This article was originally published at The Christian Post in January 2010.
Film critic Roger Ebert clearly did not like the film adaptation of Alice Sebold’s The Lovely Bones. While I haven’t read the book or seen the movie, I certainly found Ebert’s review revealing. Ebert is one of the most interesting film critics to read, especially in reviews like this where he dons his moralistic hat. (As you read the excerpts of the review, keep in mind that this is a critic who enjoyed American Psycho.)
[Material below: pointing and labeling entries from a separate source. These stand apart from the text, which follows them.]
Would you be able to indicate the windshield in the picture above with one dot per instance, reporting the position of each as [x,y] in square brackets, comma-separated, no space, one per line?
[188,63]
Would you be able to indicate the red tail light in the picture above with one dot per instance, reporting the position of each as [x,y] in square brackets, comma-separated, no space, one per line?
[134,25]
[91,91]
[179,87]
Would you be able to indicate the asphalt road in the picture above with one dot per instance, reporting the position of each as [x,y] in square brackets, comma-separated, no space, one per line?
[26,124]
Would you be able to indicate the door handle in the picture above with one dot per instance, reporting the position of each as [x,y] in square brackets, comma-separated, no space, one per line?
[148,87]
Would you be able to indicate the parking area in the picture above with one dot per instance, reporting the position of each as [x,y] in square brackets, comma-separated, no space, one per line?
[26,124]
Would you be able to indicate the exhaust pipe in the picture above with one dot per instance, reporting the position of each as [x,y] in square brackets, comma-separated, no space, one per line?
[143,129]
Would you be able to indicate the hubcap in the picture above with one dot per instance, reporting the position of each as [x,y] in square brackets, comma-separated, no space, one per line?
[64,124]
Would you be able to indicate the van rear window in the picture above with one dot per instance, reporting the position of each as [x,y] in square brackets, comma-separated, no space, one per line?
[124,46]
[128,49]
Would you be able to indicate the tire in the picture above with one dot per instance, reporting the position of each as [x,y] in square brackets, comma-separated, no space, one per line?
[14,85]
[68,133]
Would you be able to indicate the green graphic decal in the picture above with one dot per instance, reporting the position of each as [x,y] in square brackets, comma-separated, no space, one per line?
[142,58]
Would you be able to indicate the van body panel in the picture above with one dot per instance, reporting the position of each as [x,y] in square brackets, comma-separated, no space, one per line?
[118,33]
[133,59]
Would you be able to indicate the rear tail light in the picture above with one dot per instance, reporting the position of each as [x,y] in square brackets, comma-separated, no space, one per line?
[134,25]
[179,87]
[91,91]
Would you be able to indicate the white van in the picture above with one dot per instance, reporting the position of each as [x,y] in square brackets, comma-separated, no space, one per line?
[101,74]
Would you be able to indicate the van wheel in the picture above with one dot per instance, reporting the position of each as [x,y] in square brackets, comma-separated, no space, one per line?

“‘The Lovely Bones’ is a deplorable film with this message: If you’re a 14-year-old girl who has been brutally raped and murdered by a serial killer, you have a lot to look forward to. You can get together in heaven with the other teenage victims of the same killer, and gaze down in benevolence upon your family members as they mourn you and realize what a wonderful person you were. Sure, you miss your friends, but your fellow fatalities come dancing to greet you in a meadow of wildflowers, and how cool is that?”
Part of Ebert’s moral indignation arises from the tactlessness of the film as it attempts to juxtapose images of gross horror and violence with sweet sentimentality. Another part seems to be the triteness of director Peter Jackson’s vision of the afterlife. Says Ebert, if there is a heaven, “it will not resemble a happy gathering of new Facebook friends.”
But I suspect these objections are really distractions for Ebert’s deepest source of moral revulsion toward the film:
“This movie sells the philosophy that even evil things are God’s will, and their victims are happier now. Isn’t it nice to think so. I think it’s best if they don’t happen at all. But if they do, why pretend they don’t hurt? Those girls are dead.”
If this is indeed the primary source of Ebert’s objection, then his moralism isn’t really about Alice Sebold’s book or Peter Jackson’s film. It is about the concept of meticulous providence: that is, the notion that God foreknows and in some sense foreordains even the most horrific events imaginable, including the rape and murder of a young girl.
Back in November I spoke with William Paul Young while at a conference in Montreal, and he informed me that talks continue between “his people” and a very well known Hollywood director concerning a film version of his mega-best-seller The Shack (more than ten million sold and counting). As many of you know, The Shack wrestles with just this question: how could a loving God allow the rape and murder of a young girl? The book offers no easy answers (not least because there aren’t any easy answers), but it does provide the outline of a defense of the goodness and providence of God.
Alas, when I read Ebert’s review for The Lovely Bones, I realized that any film adaptation of The Shack is likewise doomed to face a similar moralistic condemnation from this most esteemed critic. In Ebert’s view, a God who oversees such horrors is much worse than no God at all. Mr. Young, you have been warned.
*Note: since writing this commentary I have watched the film and found it to be a highly effective and well made film with outstanding performances by Saorise Ronan (Susie Salmon, the victim) and Stanley Tucci (George Harvey, the victimizer). But I admit, the juxtaposition of horror and sentimentality is, to say the least, jolting.